Di John Brennan
Aggiornato il 24 marzo 2022
Restare in vita richiede un continuo rinnovamento cellulare e l’estrazione di energia da combustibili come zucchero e grassi. Questi processi metabolici generano prodotti di scarto, principalmente urea e anidride carbonica, che devono essere rimossi tempestivamente per preservare la funzione cellulare. Il corpo riesce a raggiungere questo obiettivo attraverso azioni coordinate di polmoni, fegato, pelle e reni.
Il fegato e i reni sono i principali disintossicanti, mentre anche i polmoni e la pelle svolgono un ruolo vitale nell'espulsione dei rifiuti cellulari.
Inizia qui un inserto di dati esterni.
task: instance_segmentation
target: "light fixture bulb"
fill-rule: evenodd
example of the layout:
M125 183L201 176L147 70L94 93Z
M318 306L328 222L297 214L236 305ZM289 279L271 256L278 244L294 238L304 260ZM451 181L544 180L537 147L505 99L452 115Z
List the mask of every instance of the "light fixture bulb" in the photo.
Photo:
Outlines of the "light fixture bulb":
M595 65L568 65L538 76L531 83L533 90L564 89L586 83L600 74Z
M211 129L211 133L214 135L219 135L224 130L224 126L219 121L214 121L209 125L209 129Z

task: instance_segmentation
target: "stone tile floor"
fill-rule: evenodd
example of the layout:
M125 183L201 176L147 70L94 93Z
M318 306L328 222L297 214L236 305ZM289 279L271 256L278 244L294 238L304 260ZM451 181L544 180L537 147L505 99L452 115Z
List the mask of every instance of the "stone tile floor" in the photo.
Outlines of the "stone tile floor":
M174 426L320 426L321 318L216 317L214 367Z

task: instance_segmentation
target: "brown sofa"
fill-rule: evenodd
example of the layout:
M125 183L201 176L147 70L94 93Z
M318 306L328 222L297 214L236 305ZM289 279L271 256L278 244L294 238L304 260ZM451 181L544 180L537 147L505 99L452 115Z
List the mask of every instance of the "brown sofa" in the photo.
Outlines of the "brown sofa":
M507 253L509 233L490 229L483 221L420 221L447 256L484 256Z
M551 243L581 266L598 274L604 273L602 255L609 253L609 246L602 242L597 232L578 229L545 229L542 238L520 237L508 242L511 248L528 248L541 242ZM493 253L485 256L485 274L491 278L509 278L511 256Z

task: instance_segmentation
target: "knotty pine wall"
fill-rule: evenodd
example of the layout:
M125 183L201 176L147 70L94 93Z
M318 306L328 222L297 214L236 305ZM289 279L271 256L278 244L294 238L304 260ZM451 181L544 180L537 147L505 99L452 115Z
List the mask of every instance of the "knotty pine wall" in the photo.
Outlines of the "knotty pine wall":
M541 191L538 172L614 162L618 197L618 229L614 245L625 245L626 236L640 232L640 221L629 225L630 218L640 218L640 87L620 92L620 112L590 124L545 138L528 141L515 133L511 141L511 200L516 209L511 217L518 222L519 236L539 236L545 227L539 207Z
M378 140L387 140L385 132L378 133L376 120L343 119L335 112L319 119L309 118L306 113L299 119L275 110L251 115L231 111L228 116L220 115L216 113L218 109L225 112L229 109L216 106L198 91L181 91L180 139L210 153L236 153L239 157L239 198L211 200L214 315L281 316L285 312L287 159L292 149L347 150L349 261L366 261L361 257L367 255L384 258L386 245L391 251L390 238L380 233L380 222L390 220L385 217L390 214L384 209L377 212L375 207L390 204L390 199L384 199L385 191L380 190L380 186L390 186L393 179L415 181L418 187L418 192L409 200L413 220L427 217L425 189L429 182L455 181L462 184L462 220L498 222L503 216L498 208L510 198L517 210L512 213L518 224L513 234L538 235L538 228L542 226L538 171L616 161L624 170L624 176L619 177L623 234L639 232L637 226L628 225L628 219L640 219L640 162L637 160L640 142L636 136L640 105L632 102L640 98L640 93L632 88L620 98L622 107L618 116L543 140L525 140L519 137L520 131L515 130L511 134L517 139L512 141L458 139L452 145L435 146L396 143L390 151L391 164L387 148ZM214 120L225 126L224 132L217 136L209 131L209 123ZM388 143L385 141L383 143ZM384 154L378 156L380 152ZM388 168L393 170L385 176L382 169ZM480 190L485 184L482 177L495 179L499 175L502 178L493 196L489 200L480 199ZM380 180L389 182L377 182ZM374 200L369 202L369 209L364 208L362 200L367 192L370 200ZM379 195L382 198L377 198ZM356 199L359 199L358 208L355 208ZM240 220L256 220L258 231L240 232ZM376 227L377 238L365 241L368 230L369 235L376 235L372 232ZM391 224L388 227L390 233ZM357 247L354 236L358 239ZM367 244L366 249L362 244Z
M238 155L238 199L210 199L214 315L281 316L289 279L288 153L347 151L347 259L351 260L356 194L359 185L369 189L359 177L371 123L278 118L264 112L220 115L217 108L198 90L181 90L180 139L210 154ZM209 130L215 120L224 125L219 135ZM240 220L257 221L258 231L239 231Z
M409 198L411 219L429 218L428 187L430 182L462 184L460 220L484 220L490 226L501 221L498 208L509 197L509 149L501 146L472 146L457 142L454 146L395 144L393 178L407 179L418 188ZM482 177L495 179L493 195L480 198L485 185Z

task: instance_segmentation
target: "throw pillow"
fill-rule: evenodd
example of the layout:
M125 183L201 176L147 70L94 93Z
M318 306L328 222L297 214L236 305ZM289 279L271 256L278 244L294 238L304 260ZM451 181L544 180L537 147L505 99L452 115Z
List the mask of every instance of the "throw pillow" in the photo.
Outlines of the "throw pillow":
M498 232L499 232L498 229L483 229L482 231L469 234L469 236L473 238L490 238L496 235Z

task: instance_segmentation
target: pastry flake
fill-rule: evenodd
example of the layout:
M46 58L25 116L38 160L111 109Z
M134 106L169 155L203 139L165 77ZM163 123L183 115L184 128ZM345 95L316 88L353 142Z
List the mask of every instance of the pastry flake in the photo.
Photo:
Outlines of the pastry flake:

Durante la respirazione aerobica, ogni molecola di glucosio viene scomposta producendo sei molecole di anidride carbonica (CO₂) e sei molecole di acqua. La CO₂ si diffonde nel flusso sanguigno e, all'interno dei globuli rossi, reagisce con l'acqua per formare acido carbonico (H₂CO₃). Questo acido si dissocia in ioni idrogeno e bicarbonato (HCO₃⁻), trasportando la maggior parte della CO₂ ai polmoni. Nei capillari polmonari, la CO₂ si diffonde, riducendone la concentrazione nel sangue. Questo spostamento spinge gli ioni bicarbonato a ricombinarsi in CO₂, che viene poi espirata, rimuovendo efficacemente la CO₂ metabolica dal corpo.
Il fegato è fondamentale per la disintossicazione. Le proteine e gli acidi nucleici contengono azoto e il loro catabolismo rilascia ammoniaca (NH₃), un composto tossico. Il fegato coniuga l'ammoniaca con la CO₂ per formare urea, una sostanza meno dannosa che può essere trasportata in sicurezza nel flusso sanguigno e successivamente eliminata dai reni.
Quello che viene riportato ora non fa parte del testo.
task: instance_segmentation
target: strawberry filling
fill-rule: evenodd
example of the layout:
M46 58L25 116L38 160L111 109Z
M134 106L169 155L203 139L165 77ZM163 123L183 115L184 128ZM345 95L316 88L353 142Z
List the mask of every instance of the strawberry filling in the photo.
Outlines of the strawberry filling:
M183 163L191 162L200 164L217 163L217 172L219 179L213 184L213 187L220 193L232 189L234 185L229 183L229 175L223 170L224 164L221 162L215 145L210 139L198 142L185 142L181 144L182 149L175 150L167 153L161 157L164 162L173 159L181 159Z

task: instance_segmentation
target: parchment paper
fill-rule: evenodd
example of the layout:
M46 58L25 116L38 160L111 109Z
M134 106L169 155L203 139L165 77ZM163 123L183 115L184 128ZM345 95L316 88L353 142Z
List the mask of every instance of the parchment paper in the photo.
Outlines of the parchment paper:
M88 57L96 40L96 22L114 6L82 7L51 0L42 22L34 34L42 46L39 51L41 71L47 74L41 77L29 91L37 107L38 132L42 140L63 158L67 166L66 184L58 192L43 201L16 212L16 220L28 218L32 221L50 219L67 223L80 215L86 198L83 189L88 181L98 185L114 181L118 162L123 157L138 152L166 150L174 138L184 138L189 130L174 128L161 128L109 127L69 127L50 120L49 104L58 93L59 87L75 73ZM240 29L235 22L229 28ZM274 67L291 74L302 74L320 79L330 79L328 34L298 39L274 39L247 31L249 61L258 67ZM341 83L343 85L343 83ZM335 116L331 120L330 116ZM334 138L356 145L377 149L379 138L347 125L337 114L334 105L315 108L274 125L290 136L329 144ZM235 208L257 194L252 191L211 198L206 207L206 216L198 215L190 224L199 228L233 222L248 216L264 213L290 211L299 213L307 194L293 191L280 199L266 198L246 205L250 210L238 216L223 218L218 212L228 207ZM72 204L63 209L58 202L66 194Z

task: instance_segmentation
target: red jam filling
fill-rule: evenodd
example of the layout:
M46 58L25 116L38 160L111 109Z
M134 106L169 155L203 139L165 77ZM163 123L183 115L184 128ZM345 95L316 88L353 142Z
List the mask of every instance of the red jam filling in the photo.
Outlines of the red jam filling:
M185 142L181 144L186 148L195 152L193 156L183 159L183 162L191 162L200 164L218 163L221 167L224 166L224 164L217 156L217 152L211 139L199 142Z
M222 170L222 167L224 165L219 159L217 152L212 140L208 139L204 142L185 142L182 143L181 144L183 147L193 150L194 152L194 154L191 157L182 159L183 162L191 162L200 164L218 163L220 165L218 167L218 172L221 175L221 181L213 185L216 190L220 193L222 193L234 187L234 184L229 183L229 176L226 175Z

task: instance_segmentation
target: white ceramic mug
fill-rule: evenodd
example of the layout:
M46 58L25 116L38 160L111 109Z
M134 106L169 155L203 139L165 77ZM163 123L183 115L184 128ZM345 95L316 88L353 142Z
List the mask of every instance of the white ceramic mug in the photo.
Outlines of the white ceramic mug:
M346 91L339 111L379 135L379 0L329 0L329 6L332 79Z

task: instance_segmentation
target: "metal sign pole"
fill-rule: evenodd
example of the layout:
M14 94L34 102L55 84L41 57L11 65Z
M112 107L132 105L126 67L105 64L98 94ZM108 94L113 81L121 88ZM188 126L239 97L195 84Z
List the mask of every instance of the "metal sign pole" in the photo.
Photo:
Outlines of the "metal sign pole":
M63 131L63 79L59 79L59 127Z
La traspirazione è principalmente un meccanismo termoregolatore, ma il sudore trasporta anche tracce di sali, aminoacidi e lipidi. Eliminando queste sostanze con l'umidità, la pelle contribuisce all'eliminazione complessiva dei rifiuti metabolici.
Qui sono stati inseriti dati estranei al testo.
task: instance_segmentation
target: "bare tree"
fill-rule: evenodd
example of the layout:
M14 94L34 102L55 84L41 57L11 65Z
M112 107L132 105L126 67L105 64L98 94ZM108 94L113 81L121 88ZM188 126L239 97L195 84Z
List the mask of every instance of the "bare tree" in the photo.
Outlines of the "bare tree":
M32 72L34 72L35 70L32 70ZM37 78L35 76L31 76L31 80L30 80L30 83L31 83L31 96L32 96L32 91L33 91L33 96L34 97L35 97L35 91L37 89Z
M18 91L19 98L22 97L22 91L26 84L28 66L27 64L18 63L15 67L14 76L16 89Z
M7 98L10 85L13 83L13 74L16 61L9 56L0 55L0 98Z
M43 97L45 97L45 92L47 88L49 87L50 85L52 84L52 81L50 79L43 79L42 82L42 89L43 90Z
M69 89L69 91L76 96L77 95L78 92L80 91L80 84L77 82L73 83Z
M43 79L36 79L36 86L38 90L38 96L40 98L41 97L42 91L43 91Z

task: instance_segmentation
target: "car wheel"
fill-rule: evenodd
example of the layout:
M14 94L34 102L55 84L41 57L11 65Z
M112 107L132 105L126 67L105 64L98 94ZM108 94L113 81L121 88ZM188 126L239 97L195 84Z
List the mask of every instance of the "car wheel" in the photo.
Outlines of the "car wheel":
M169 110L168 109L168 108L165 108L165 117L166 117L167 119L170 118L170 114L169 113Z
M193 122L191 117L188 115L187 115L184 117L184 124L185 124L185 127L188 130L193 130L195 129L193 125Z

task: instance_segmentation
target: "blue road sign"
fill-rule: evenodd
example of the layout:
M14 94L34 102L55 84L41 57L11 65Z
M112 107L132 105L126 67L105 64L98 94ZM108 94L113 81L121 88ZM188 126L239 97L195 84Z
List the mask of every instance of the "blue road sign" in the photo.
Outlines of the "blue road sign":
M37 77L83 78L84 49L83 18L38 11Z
I reni filtrano il sangue attraverso il glomerulo, rimuovendo l'urea, i sali in eccesso, le vitamine, gli aminoacidi e altre molecole disciolte. Mentre molte sostanze essenziali vengono riassorbite e rimesse in circolo, l'acqua rimanente e i prodotti di scarto vengono raccolti nella vescica attraverso gli ureteri ed espulsi come urina, completando il processo di escrezione.